Today I learned that bash has hashmaps (2024)

xeiaso.net

169 points by stefankuehnel 5 days ago


teddyh - 2 days ago

It’s amazing how much of a superpower merely reading the manual is nowadays.

<https://www.gnu.org/software/bash/manual/bash.html#Arrays>

syntacticbs - 2 days ago

Oh dear. I've been trying to get people to not use this feature for a while.

One thing that has bitten me in the past is that, if you declare your associative arrays within a function, that associative array is ALWAYS global. Even if you declare it with `local -A` it will still be global. Despite that, you cannot pass an associative array to a function by value.
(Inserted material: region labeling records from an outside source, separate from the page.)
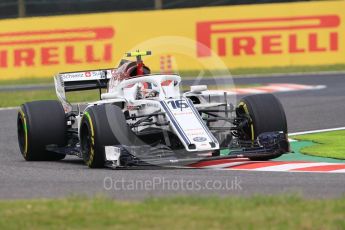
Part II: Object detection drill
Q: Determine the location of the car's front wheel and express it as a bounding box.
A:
[17,101,67,161]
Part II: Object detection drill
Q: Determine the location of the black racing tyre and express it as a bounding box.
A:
[80,104,137,168]
[237,94,288,160]
[17,100,67,161]
[237,94,287,140]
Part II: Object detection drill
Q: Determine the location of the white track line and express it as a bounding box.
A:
[252,162,332,172]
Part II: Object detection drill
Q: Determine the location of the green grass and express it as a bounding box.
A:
[0,64,345,86]
[0,89,99,107]
[0,196,345,230]
[291,130,345,159]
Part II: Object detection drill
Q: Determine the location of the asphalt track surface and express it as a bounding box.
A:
[0,74,345,199]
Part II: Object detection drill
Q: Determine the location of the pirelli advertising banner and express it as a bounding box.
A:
[0,1,345,80]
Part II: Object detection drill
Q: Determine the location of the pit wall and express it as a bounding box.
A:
[0,1,345,80]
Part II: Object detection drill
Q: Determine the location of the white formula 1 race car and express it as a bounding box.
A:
[17,51,289,168]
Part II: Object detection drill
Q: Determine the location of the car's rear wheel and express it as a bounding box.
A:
[17,101,67,161]
[80,104,136,168]
[237,94,288,160]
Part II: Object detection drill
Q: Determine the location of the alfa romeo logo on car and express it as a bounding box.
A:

I say "by value" because while you can't call `foo ${associative_array}` and pick it up in foo with `local arg=$1, you can pass it "by reference" with `foo associative_array` and pick it up in foo with `local -n arg=$1`, but if you give the passed in dereferenced variable a name that is already used in the global scope, it will blow up, eg `local -n associative_array=$1`.

As a general rule for myself when writing bash, if I think one of my colleagues who has an passable knowledge of bash will need to get man pages out to figure out what my code is doing, the bash foo is too strong and it needs to be dumbed down or re-written in another language. Associative arrays almost always hit this bar.

aunderscored - 5 days ago

Not only do they exist, but they have some fantastic foot guns! https://mywiki.wooledge.org/BashPitfalls#A.5B.5B_-v_hash.5B....

somat - 2 days ago

I love shell, I think it's killer feature are pipes and whoever figured out how to design so you can pipe in and out of control structures(Doug Mcilroy?) is a goddamn genius. however, after writing one to many overly clever shell scripts, I have a very clearly delineated point in which the script has become too complex and it is time to rewrite in a language better suited for the task. and that point is when I need associative arrays.
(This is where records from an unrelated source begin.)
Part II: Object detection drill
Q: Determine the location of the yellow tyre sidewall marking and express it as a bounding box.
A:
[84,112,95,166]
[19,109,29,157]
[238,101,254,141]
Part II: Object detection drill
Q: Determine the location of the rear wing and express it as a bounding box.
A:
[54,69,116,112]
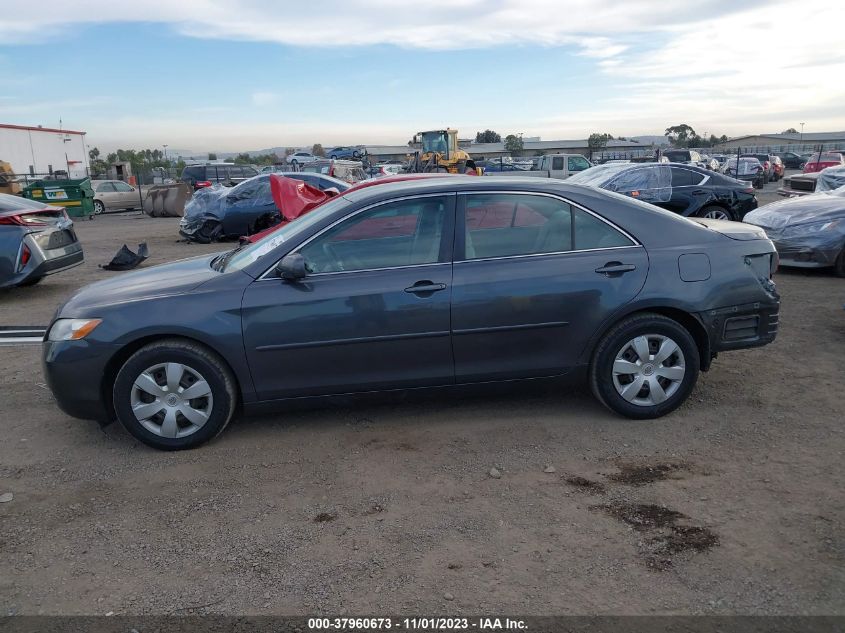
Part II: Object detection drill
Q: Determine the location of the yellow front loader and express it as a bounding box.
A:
[406,129,478,174]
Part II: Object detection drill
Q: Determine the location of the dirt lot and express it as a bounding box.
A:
[0,180,845,615]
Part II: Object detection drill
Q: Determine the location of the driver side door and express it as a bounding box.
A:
[242,194,455,400]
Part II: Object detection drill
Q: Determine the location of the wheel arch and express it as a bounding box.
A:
[584,304,712,371]
[100,333,244,420]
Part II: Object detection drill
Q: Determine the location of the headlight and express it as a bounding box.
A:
[783,220,839,237]
[47,319,103,341]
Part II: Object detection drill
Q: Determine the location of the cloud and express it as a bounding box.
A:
[252,91,281,108]
[0,0,780,52]
[0,0,845,144]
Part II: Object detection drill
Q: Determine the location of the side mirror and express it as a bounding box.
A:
[276,253,308,281]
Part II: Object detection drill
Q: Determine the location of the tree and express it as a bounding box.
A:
[664,123,698,147]
[505,134,525,156]
[475,130,502,143]
[88,147,109,176]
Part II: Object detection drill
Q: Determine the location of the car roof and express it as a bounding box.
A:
[343,176,624,202]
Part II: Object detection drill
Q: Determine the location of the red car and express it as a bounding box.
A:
[240,173,471,244]
[804,152,845,174]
A lot of the sins of shell are due to it's primary focus as an interactive language. Many of those features that make it so nice interactively really hurt it as a scripting language.

DSpinellis - 2 days ago

I advocate the following rules for when to write and when not to write a shell script.

# Write a shell script:

* Heavy lifting done by powerful tool (sort, grep, curl, git, sed, find, …)
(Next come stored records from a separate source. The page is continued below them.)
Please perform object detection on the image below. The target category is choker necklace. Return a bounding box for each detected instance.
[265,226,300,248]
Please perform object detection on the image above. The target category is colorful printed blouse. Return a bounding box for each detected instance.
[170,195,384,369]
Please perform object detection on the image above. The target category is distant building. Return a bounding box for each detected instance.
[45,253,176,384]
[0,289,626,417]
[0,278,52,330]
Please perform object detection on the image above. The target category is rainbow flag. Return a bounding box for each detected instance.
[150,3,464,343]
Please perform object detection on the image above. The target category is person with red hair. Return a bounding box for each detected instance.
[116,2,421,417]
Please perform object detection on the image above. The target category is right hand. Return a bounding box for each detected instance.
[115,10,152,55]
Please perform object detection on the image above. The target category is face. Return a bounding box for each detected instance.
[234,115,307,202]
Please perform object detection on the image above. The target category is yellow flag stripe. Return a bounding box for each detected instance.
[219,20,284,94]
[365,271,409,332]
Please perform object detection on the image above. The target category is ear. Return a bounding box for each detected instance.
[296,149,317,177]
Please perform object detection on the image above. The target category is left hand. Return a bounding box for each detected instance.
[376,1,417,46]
* Script will glue diverse tools

* Workflow resembles a pipeline

* Steps can be interactively developed as shell commands

* Portability

* Avoid dependency hell

* One-off job

# Avoid shell scripting:

* Difficult to see the preceding patterns

* Hot loops

* Complex arithmetic / data structures / parameters / error handling

* Mostly binary data

* Large code body (> 500 LoC)

* Need a user interface

A need for associative arrays (implemented in Bash as via hashmaps) moves the task to the second category (avoid shell scripting).

DiabloD3 - 2 days ago

No one else seems to have mentioned this, but POSIX sh does not include this feature.

Until it does, and major POSIX shs have shipped with it for a decade, then the feature will actually exist in a way that the average shell coder cares about. You're better off just shipping Rust/Go/etc binaries and leave sh for your simple glue tasks.

Even I've eventually switched to this, and I've written 10k+ long Bash scripts that followed best practices and passed shellcheck's more paranoid optional tests.

Use the right language for the right job.

adityaathalye - 16 hours ago

Bash Associative Arrays [1] are handy! Some examples of how I've used them:

- my site builder (for evalapply.org): inject metadata into page templates. e.g. https://github.com/adityaathalye/shite/blob/b4163b566f0708fd...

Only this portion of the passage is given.